There has been some discussion among friends about do people go to heaven as soon as they die? Also, where is heaven?

Response:

A response to your questions could fill a book, or it can be brief – which, given the nature of blog, this answer will be.  That said, this is a HUGE topic. 

As soon as people die they go to God – most scholars and theologians call this “place” the intermediate state. Many people say that people who die go to heaven – and while that description is not wrong, it can be misleading depending on what people visualize as heaven.  

People who die go to an intermediate state —  intermediate in the sense that these individuals/souls are no longer alive in this flesh, and not yet resurrected – but they are still “with God.”   We can say they are “in heaven” with God since in general “heaven” is often thought of as the seat of God’s eternity.   But of course, heaven is not a “place” that can be geographically located.  Heaven is where God is, one might say – and while God is anywhere he wishes to be – the Bible paints a picture of heaven as containing his throne, the angels, etc.    

We know very little about the intermediate state.  Some think that it is a place of “soul sleep” – so that the spirits/souls of those who are dead are sleeping, unconscious.  While little biblical evidence speaks of the intermediate state, most denominations and scholars believe that those who are in this “place”  are in some way conscious, whatever that may mean. We don’t know. 

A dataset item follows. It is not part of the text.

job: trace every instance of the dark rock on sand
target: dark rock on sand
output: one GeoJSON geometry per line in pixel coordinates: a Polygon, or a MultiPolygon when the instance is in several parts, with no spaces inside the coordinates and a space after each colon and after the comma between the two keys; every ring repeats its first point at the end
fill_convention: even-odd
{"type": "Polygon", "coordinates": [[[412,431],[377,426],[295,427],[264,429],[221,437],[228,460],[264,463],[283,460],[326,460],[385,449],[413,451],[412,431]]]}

Heaven is not a place, but rather heaven is where the love, grace and mercy of God reign – heaven is the kingdom of God or the kingdom of heaven, as Matthew calls it.  Heaven is anywhere and everywhere, not confined to what we would think of as a geographical place. Heaven is a dimension that is, in many ways, the very opposite of the earth we inhabit – we are mortal, we are creatures of time and space, we are confined to this earth, we need air and water and food. Heaven is none of that. Having said that, I will now slightly contradict myself by pointing out that Revelation chapters 21 and 22 speak of a new heaven and a new earth, the Holy City, which at some point in time (as we measure time) will “come down out of heaven from God, prepared as a bride beautifully dressed for her husband” (Revelation 21:2). 

So, it is really more correct to say that heaven comes to us rather than to say we “go to” heaven – though we understand what people mean in making such a statement.